IRA Charitable Rollover

The IRA Charitable Rollover provides you with an excellent opportunity to give a gift during your lifetime from an asset that would be subject to multiple levels of taxation if it remained in your taxable estate.

To qualify

  • You must be age 70 ½ or older at the time of gift.
  • Transfers must be made directly from a traditional IRA account by your IRA administrator to Moravian. Funds that are withdrawn by you and then contributed do NOT qualify. Gifts from 401k, 403b, SEP and other plans do not qualify.
  • Gifts must be outright. Distributions to donor advised funds or life-income arrangements such as Charitable Remainder Trusts (CRT) and charitable gift annuities (CGA) or to obtain other benefits such as tickets to athletics events, do not qualify.

Benefits of Qualified Charitable Distributions

  • Can total up to $108,000.
  • Are not included in your gross income for federal income tax purposes on your IRS Form 1040 (no charitable deduction is available, however).
  • Count towards your required minimum distribution, if you have one.

Life Income Gift CAA 2023 allows for a one-time distribution to create a life-income gift, most commonly a CGA and charitable remainder unitrusts or annuity trusts.

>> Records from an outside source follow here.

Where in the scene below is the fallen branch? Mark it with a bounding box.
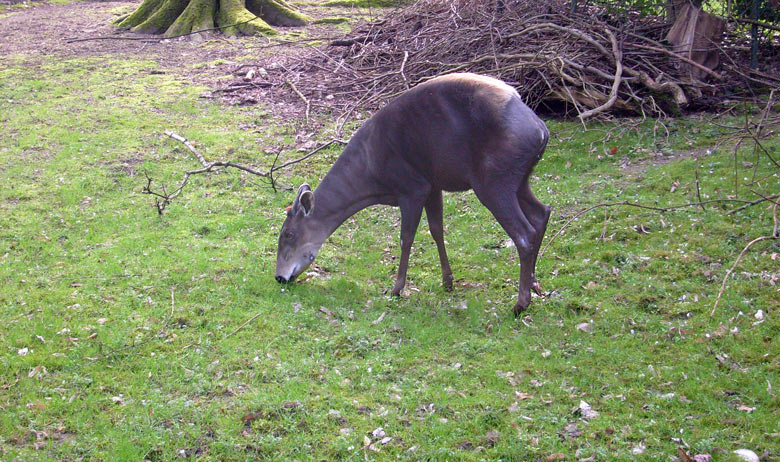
[710,201,780,317]
[538,199,744,258]
[141,130,346,215]
[580,29,623,120]
[285,80,311,125]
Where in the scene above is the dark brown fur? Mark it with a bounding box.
[277,74,550,313]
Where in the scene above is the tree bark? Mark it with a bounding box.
[118,0,311,37]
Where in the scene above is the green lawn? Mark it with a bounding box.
[0,45,780,461]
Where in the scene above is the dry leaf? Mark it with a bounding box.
[371,311,387,325]
[574,400,599,420]
[576,322,593,334]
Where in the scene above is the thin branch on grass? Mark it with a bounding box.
[710,201,780,317]
[141,130,346,215]
[538,199,760,258]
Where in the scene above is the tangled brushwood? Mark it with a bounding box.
[223,0,780,119]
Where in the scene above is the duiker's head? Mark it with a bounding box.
[276,184,324,283]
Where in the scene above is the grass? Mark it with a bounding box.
[0,36,780,461]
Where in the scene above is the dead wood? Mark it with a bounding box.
[141,130,346,215]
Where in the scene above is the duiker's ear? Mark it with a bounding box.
[300,191,314,216]
[292,183,314,215]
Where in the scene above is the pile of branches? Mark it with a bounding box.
[224,0,780,121]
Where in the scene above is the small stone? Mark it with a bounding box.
[734,449,760,462]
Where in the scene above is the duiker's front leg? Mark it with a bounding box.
[425,191,452,291]
[391,196,424,296]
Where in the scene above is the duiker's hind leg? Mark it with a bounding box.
[517,180,552,295]
[425,191,452,291]
[473,178,537,316]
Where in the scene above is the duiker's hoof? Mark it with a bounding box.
[512,303,528,318]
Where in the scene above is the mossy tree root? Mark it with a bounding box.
[216,0,276,35]
[118,0,311,37]
[165,0,217,37]
[246,0,312,26]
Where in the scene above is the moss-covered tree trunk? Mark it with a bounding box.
[118,0,310,37]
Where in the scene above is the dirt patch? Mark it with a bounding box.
[0,2,244,69]
[0,0,364,82]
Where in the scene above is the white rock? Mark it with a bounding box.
[734,449,760,462]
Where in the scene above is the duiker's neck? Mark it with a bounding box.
[312,143,388,239]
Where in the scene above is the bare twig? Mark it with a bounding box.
[285,80,311,125]
[225,311,263,338]
[580,29,623,120]
[538,199,743,258]
[141,130,346,215]
[710,201,780,317]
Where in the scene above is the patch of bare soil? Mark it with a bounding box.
[0,2,247,73]
[0,0,358,83]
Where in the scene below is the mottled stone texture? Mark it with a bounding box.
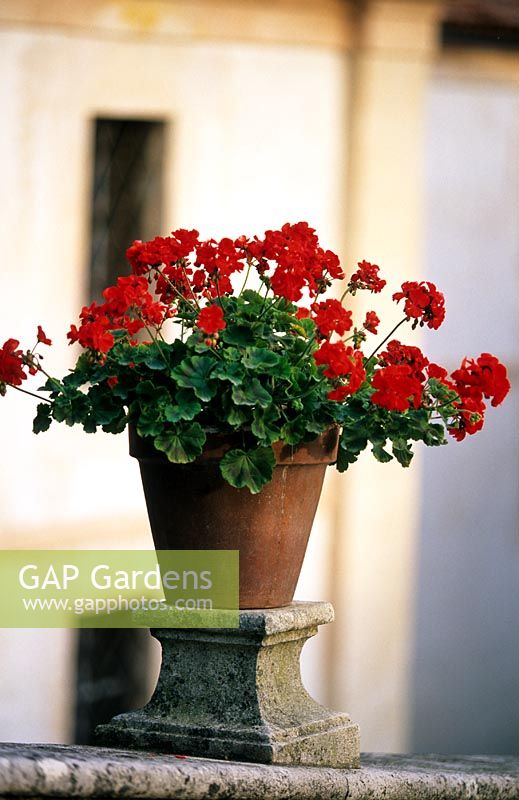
[0,744,519,800]
[98,603,360,767]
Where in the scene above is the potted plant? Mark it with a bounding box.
[0,222,510,608]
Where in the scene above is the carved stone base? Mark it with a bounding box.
[97,603,360,767]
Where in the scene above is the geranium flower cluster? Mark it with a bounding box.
[0,222,510,491]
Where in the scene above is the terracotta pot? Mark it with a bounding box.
[130,428,338,608]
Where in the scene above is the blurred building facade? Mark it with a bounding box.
[0,0,519,752]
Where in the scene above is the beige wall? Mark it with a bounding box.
[0,2,348,740]
[4,0,510,751]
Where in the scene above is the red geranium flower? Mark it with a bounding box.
[447,397,485,442]
[349,261,386,294]
[0,339,27,386]
[328,347,366,402]
[393,281,445,329]
[371,364,422,411]
[451,353,510,406]
[196,303,225,333]
[362,311,380,333]
[36,325,52,344]
[378,339,432,382]
[312,300,353,339]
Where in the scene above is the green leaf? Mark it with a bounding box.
[32,403,52,433]
[232,378,272,408]
[153,422,206,464]
[242,347,281,373]
[251,405,280,444]
[226,406,250,428]
[211,361,245,386]
[337,440,360,472]
[393,439,413,467]
[220,447,276,494]
[371,444,393,464]
[171,356,217,403]
[163,389,202,422]
[220,325,254,347]
[281,417,306,444]
[137,408,164,436]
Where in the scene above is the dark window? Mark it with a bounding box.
[74,118,165,744]
[441,0,519,50]
[89,118,165,299]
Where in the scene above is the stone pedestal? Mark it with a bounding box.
[97,603,360,767]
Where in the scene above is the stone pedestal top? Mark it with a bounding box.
[0,744,519,800]
[97,602,360,768]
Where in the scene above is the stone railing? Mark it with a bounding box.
[0,744,519,800]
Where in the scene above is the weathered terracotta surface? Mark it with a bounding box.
[130,430,338,608]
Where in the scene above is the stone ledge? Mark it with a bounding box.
[0,744,519,800]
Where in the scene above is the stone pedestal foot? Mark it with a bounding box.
[97,603,360,767]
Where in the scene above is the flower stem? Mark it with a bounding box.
[366,317,407,364]
[238,261,252,297]
[7,383,52,405]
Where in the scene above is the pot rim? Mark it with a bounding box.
[128,423,339,467]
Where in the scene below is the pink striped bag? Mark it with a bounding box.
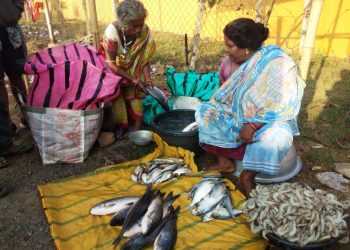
[25,44,123,164]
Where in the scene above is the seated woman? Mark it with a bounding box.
[103,0,155,136]
[196,18,305,195]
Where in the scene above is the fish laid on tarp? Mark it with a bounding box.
[113,184,153,247]
[162,192,180,219]
[188,177,243,222]
[153,207,180,250]
[109,203,134,227]
[131,158,191,184]
[141,193,164,234]
[90,196,140,215]
[120,207,180,250]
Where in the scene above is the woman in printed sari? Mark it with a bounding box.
[103,0,155,135]
[196,18,305,195]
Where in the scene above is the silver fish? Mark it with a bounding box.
[109,203,134,227]
[141,191,164,234]
[90,196,140,215]
[113,184,153,247]
[173,167,191,175]
[124,219,142,238]
[222,193,243,218]
[155,171,173,183]
[162,164,178,172]
[120,209,179,250]
[153,207,180,250]
[192,183,228,215]
[190,180,217,207]
[163,192,180,219]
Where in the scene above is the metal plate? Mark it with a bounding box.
[234,145,302,184]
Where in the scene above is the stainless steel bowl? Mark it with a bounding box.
[129,130,153,146]
[234,145,302,184]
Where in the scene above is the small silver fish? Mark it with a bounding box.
[141,193,164,234]
[153,207,180,250]
[90,196,140,215]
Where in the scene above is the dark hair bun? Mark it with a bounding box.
[256,23,269,43]
[224,18,269,50]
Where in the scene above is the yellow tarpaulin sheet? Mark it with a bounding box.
[39,134,267,250]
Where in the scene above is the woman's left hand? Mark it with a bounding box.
[236,123,256,143]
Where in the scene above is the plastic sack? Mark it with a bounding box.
[316,172,350,192]
[26,107,103,164]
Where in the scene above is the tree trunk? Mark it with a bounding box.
[190,0,205,70]
[264,0,275,26]
[255,0,265,23]
[82,0,91,35]
[300,0,324,80]
[299,0,312,54]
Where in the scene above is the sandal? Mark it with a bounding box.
[0,156,8,168]
[0,144,33,156]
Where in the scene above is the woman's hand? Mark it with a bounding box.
[236,123,257,143]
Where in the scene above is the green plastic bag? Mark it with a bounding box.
[166,67,220,101]
[142,95,173,126]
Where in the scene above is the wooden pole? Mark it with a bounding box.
[44,0,55,47]
[264,0,275,26]
[300,0,324,80]
[299,0,312,54]
[190,0,205,70]
[89,0,100,49]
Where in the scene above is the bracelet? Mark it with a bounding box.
[248,122,258,131]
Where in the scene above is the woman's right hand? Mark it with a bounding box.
[132,78,146,93]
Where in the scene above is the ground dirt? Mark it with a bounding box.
[0,22,350,250]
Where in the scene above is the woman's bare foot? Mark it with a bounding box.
[239,170,258,197]
[205,155,236,173]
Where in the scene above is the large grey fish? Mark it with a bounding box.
[109,203,134,227]
[163,191,180,218]
[120,206,175,250]
[90,196,140,215]
[124,218,142,238]
[190,180,218,207]
[191,182,228,215]
[222,193,243,218]
[141,192,164,234]
[113,184,153,247]
[153,207,180,250]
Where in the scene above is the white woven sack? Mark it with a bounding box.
[26,107,102,164]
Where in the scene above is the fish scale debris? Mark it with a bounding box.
[243,183,348,247]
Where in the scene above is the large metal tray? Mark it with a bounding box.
[233,145,302,184]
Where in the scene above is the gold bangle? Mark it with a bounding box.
[248,122,258,131]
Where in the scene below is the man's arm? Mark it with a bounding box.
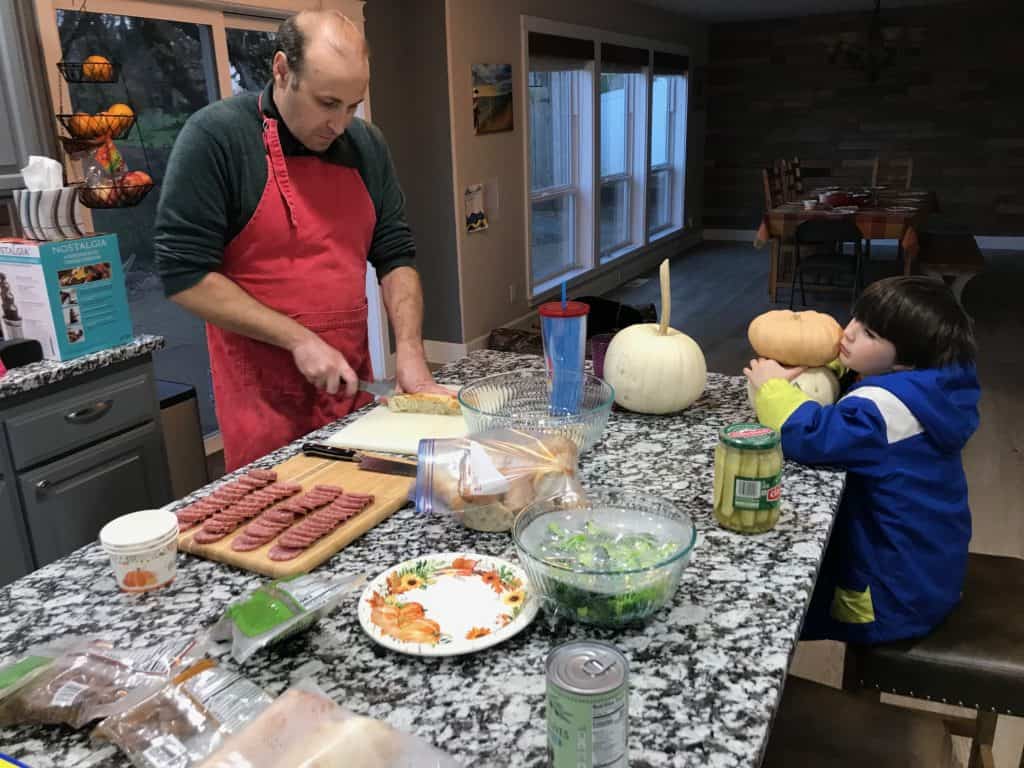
[381,266,451,394]
[171,272,358,397]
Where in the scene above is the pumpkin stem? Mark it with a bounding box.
[657,259,672,336]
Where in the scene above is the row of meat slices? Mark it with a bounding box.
[178,470,374,560]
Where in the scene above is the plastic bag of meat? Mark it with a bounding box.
[210,573,367,664]
[0,637,206,728]
[201,681,458,768]
[92,658,273,768]
[416,429,585,531]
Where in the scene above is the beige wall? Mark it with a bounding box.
[444,0,708,343]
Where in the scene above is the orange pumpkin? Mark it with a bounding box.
[125,568,157,589]
[749,309,843,368]
[82,55,114,83]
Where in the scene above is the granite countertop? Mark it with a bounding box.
[0,335,164,399]
[0,351,845,768]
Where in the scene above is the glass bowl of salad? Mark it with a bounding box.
[512,488,697,627]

This new type of Qualified Charitable Distribution (QCD) is a one-time maximum transfer of $54,000 to a qualified CRT, or in exchange with a charity for a CGA. *Important terms and conditions apply. Please contact our office or your financial advisor. This type of gift will reduce the value of your IRA, therefore reducing your future RMDs (as they will be based on the lower value). Also, a CGA provides a constant guaranteed lifetime stream of revenue. Using a distribution from your IRA to create an annuity is a savvy way to diversify your holdings and lock in a great return.

As always, we recommend that you consult a qualified advisor before making a new gift commitment.

Example

Jane wants to contribute to Moravian University. She is 73* and is required to take a minimum distribution of $20,000 from her IRA but does not need the income. She can authorize the administrator of her IRA to transfer $20,000 to Moravian. The $20,000 distributed to Moravian will not be subject to federal tax and will be counted toward her annual minimum required distribution.

*Note that under the Secure Act 2.0, the age at which you are required to make minimum distributions (RMD) was raised to age 73 for individuals born between 1951 and 1959, and age 75 for those born in 1960 or later.